With one wheel off, the vehicle collapsed. Both horses screamed in fright as the wreck took them down onto the cobbles, but neither was hurt. Faunos heard the physician and his wife shouting a warning, but it was too late by seconds. The wagon was crumpling, tilting toward him, and his shoulders were already pressed tight against the stable wall.
He fell sideways, felt the solid mass of wood and iron hit his shoulder and ribcage, and then the shock tore through him. He was going to be crushed, and he knew it.
Shock, pain, dread -- any one of these was the trigger which ignited the Power, and he groaned as it frothed like ocean waves breaking inside him. The greater the shock and pain, the more the Power of Diomedas surged along his nerves, like music he felt rather than hearing any sound.
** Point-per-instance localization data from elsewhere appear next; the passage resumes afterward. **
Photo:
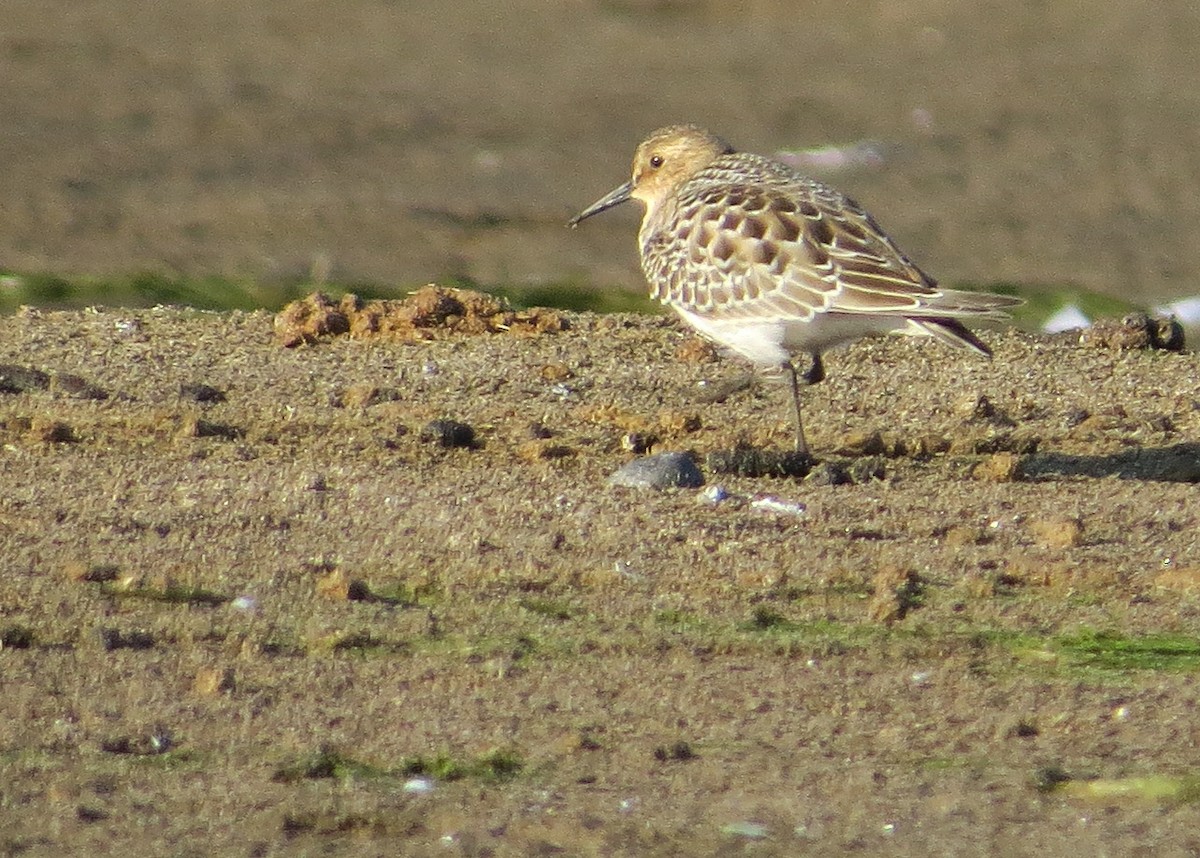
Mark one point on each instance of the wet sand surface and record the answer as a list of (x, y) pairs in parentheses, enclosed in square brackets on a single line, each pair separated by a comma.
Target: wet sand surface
[(251, 609)]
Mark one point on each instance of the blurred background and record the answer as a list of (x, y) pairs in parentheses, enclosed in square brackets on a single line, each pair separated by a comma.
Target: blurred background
[(229, 149)]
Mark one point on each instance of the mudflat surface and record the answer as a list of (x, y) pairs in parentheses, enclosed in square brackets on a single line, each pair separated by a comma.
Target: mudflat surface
[(405, 143), (273, 618)]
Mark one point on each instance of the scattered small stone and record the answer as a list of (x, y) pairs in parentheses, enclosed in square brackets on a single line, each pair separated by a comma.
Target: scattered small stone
[(204, 394), (863, 471), (661, 471), (76, 387), (213, 681), (366, 395), (748, 461), (418, 786), (159, 741), (1186, 580), (544, 451), (1057, 533), (245, 603), (979, 409), (22, 379), (862, 444), (897, 593), (723, 389), (750, 831), (927, 445), (556, 371), (1134, 331), (639, 443), (337, 586), (696, 351), (676, 423), (769, 503), (971, 443), (449, 433), (1001, 467), (961, 535)]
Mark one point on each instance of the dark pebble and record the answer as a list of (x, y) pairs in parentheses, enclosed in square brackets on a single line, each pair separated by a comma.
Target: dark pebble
[(203, 394), (16, 637), (663, 471), (113, 639), (77, 387), (449, 433), (19, 379)]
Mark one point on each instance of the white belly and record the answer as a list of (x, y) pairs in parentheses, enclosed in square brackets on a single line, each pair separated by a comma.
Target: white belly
[(772, 342)]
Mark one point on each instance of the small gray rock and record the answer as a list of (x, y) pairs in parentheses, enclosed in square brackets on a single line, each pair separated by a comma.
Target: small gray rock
[(661, 471)]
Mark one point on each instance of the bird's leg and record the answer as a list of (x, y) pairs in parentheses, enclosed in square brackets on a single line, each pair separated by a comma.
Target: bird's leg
[(802, 445), (814, 375)]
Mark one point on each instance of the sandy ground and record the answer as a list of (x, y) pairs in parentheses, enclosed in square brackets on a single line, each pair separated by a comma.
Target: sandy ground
[(405, 143), (250, 617), (268, 616)]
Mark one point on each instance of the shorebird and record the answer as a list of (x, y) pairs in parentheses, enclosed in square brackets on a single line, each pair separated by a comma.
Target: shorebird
[(771, 263)]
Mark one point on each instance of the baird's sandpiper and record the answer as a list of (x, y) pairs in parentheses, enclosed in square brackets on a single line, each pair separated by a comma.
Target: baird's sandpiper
[(771, 263)]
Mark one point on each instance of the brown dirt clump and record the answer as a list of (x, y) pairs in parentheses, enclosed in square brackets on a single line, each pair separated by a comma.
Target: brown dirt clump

And then the Power broke free again, full-blown, as if had when he was little more than a child. The air was sweet with the heady fragrances of jasmine and bergamot, and he was sure his flesh shimmered, grew light as air, and insubstantial. The cart ceased to fall, seemed to float free, and he pushed it away easily with his hands.
Any man could see that it was five times too massive to be manhandled by one of Faunos’s slender frame. As it tipped back over its own broken axle and tumbled into the road, the physician and the driver stepped back, appalled by what they had seen.
The driver hid his eyes with both hands and whispered in a thick Vayalish accent, “Witchboy.” His voice was thin-edged with terror. “Witchboy.”